According to Zia, subvention schemes are offered by reputed and A-grade developers who the financial lenders had enough confidence upon. About 10 per cent to 12 per cent of home loan market in top eight cities of the country were subvention schemes, he added.
Parth Mehta, Managing Director, Paradigm Realty told IANS that, the latest regulation is “another detrimental news” for real estate sector. He noted that generally the properties priced less than Rs 1 crore are paired with subvention schemes from HFCs and banks by developers to make it easier for first time homebuyers to manage their monthly expenditures on rent only, instead of double burden of rent as well as EMI of under construction property.
Ashok Mohanani, Chairman, EKTA World said: “Subvention schemes offered by developers through tie-ups with banks, could attract customers in what is seen as a buyer’s market at the moment.

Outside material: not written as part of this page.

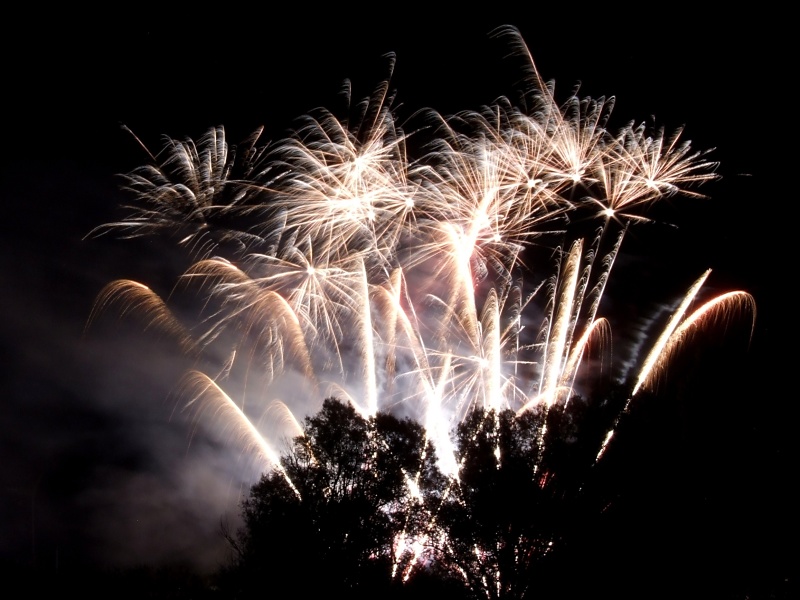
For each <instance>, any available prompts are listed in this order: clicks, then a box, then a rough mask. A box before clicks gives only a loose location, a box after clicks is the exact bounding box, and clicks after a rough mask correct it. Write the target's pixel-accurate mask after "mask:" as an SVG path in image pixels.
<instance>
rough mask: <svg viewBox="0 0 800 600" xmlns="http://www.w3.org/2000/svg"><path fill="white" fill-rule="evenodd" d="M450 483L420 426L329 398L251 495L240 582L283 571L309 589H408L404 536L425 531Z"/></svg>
mask: <svg viewBox="0 0 800 600" xmlns="http://www.w3.org/2000/svg"><path fill="white" fill-rule="evenodd" d="M445 488H446V486H445V485H444V479H443V477H442V475H441V474H440V472H439V470H438V469H437V467H436V456H435V453H434V451H433V448H432V446H431V445H430V444H429V443H428V441H427V439H426V437H425V433H424V430H423V429H422V427H421V426H419V425H417V424H416V423H413V422H412V421H410V420H408V419H406V420H400V419H397V418H395V417H393V416H391V415H388V414H382V413H379V414H377V415H376V416H374V417H372V418H369V419H367V418H364V417H362V416H360V415H359V414H358V413H357V412H356V410H355V409H354V408H353V407H352V406H351V405H349V404H344V403H342V402H340V401H338V400H336V399H333V398H329V399H327V400H325V402H324V403H323V406H322V409H321V410H320V412H319V413H318V414H316V415H315V416H313V417H308V418H306V420H305V423H304V432H303V435H301V436H298V437H296V438H294V440H293V441H292V444H291V446H290V448H289V450H288V452H287V453H286V454H285V455H284V456H283V458H282V461H281V466H280V468H276V469H273V470H272V471H270V472H269V473H267V474H265V475H264V476H263V477H262V478H261V480H260V481H259V482H258V483H257V484H256V485H255V486H254V487H253V488H252V490H251V493H250V495H249V497H248V498H247V499H246V500H245V501H244V503H243V518H244V526H243V528H242V529H241V530H240V531H239V532H238V535H237V536H236V538H235V539H234V540H232V541H233V542H234V547H235V549H236V551H237V556H236V561H235V565H234V571H235V573H236V574H237V575H238V576H237V577H236V578H235V579H236V582H237V583H236V585H237V587H239V589H240V592H241V594H242V595H243V596H245V597H247V596H250V595H253V596H255V595H259V596H261V595H263V591H264V584H265V582H266V581H276V580H278V579H285V580H287V581H289V582H294V583H297V584H298V585H300V586H301V587H302V590H303V593H304V594H307V595H311V594H315V593H325V594H330V593H332V592H341V593H346V594H347V595H348V597H350V598H353V597H371V596H373V595H374V594H376V593H380V594H381V595H382V597H386V596H387V594H392V593H400V592H401V590H400V589H399V585H400V584H399V578H398V577H393V574H397V572H398V570H402V569H403V567H404V565H405V564H407V563H408V562H409V561H411V560H413V558H414V557H413V552H412V547H411V546H410V545H409V546H407V547H406V546H402V545H399V544H398V540H401V539H413V538H414V537H415V536H417V535H419V534H420V533H422V532H423V531H424V529H425V527H426V526H427V515H429V514H431V512H432V507H434V506H436V505H438V504H439V503H440V498H439V495H440V494H441V492H442V490H444V489H445ZM409 490H413V493H410V492H409ZM395 588H397V589H395ZM393 590H394V591H393Z"/></svg>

The announcement is detrimental as subvention schemes are beneficial for homebuyers; amongst others, especially for those who live in rented accommodation.”
The scheme eased the financial burden of the homebuyers from EMIs, he said, adding that paying a small amount to book an apartment and deferring EMIs till possession attracts potential home buyers.
“This move by NHB throws up a red flag about various subvention schemes promoted by some developers, and will impact their liquidity and also discourage buyers who were largely attracted to a project due to these schemes,” said Anuj Puri, Chairman of Anarock Property Consultants.
He, however, added that the move reflects the increasing focus on project execution, as the circular directed the HFCs to have in place a “well-defined mechanism” to monitor the progress of the construction of a concerned housing project.